The semaphore is still doing its job: concurrency capped, no OOM, same wall time. The throughput is identical; only the latency distribution is different, because everything queues in-process instead of upstream. If you have weight-asymmetric work, the trade is often worth it. If you do not, a bounded channel is strictly better.
(In a real server the difference is worse, because each parked goroutine holds the request object, headers, body buffers, and so on. 1840 of those is not free. The harness uses trivial state, so memory delta was only 1.6 MiB.)
Token bucket: low latency for accepted work, lots of drops
p99 of 106 ms, which is essentially just the work time. The token bucket admitted 351 of 2000 requests and shed the other 1649. There is no queueing on the accepted-work side because admission was already paced to the consumer’s rate.
Wall time is 2.10 s, which is the arrival burst duration. The consumer goes idle as soon as the arrivals stop, because nothing was queued.
This is the opposite extreme from the semaphore. There you queue everything in-process. Here you queue nothing and just say no.
Decision matrix
You generally want a bounded channel. The interesting question is when to reach for the other two.
| If you… | Reach for |
|---|---|
| have homogeneous work and one producer | bounded channel |
| have weight-asymmetric work (CPU, memory, payload size) | semaphore |
| need per-context cancellation while waiting | semaphore |
| must protect a downstream system at a fixed rate | token bucket |
| can afford to drop, would rather shed than queue | token bucket |
| have nothing to push back on the producer (e.g. HTTP) | token bucket + 429 |
A pattern I have used in production: a token bucket at the edge, shedding 429s to clients during sudden overload, with a bounded channel inside the service to make sure that even if the bucket admits a burst, the internal pipeline never grows past a fixed size. Two layers, each doing the thing it is best at.
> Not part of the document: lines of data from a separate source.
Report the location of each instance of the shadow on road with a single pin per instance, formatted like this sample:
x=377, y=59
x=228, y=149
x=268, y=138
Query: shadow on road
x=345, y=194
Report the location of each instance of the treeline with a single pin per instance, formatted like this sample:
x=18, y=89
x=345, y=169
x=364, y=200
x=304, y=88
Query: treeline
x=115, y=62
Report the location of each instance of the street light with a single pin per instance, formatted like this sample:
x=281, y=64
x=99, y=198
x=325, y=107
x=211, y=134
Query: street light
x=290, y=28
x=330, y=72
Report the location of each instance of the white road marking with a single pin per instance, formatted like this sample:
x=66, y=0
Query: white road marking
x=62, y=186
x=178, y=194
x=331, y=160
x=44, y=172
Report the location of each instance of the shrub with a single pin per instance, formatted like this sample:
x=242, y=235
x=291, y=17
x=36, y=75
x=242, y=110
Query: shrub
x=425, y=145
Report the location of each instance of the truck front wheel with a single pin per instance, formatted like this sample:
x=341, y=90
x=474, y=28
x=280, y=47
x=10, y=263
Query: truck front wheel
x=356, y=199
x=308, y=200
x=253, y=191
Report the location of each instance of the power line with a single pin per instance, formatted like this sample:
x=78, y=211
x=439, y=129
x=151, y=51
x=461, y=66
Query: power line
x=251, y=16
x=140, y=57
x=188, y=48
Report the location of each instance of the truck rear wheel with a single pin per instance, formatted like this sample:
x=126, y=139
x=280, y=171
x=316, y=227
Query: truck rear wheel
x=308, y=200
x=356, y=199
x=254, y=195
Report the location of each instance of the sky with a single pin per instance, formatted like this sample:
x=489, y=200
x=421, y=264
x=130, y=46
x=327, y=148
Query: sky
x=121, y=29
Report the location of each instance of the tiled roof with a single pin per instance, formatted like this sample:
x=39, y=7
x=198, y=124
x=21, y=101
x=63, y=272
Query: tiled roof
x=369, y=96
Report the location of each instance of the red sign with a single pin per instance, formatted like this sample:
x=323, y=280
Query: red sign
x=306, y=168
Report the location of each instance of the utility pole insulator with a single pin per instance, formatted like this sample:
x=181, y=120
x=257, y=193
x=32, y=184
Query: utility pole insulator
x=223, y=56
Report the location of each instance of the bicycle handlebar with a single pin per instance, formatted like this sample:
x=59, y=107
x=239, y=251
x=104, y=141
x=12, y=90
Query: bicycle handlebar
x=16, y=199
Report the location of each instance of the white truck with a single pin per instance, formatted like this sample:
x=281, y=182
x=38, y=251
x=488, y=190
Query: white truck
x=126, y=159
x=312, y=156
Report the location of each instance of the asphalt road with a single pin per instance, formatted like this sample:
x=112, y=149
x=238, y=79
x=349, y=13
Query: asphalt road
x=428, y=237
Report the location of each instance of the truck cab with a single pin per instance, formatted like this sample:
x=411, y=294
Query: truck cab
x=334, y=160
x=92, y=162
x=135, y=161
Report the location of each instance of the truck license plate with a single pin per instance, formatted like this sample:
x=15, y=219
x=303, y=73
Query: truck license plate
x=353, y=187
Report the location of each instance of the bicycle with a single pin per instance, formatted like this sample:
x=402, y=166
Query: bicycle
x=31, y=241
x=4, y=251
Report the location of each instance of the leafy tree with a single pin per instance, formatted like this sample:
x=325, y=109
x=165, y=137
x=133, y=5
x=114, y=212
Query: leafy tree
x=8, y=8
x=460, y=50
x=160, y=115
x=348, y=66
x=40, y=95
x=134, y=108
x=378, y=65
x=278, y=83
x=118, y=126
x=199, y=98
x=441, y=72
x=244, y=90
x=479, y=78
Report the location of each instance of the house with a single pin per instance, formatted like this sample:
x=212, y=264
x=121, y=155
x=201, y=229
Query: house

The semaphore is a specialist. Use it when you mean it: items truly
differ in cost, or you need context.Context plumbing through the
wait.
What I would not do
Buffering. Specifically, an unbounded channel, or a chan with capacity
“big enough that this never blocks.” That is not backpressure; that is
deferring the problem until the heap runs out, which on a managed
runtime means a long GC pause, then OOM, then a page.
If you must buffer (bursty arrivals with a smoothing window that makes sense), bound it explicitly, and decide ahead of time what happens at the bound. Block? Drop? Both are fine. Silently growing is not.
If you want this productionized
The above is intentionally minimal. Real codebases will want
golang.org/x/time/rate for the token bucket. Same algorithm, plus
per-key limits, Wait(ctx) that respects deadlines, and Reserve for
“tell me how long until I would be allowed”. I just wanted to show what
the patterns underneath the library look like, and why picking the
wrong one quietly puts 10 seconds onto your tail.
The point is not the absolute numbers. It is that the same workload produces three completely different latency distributions depending on which knob you turn, and “I added a bigger buffer” is not on the list.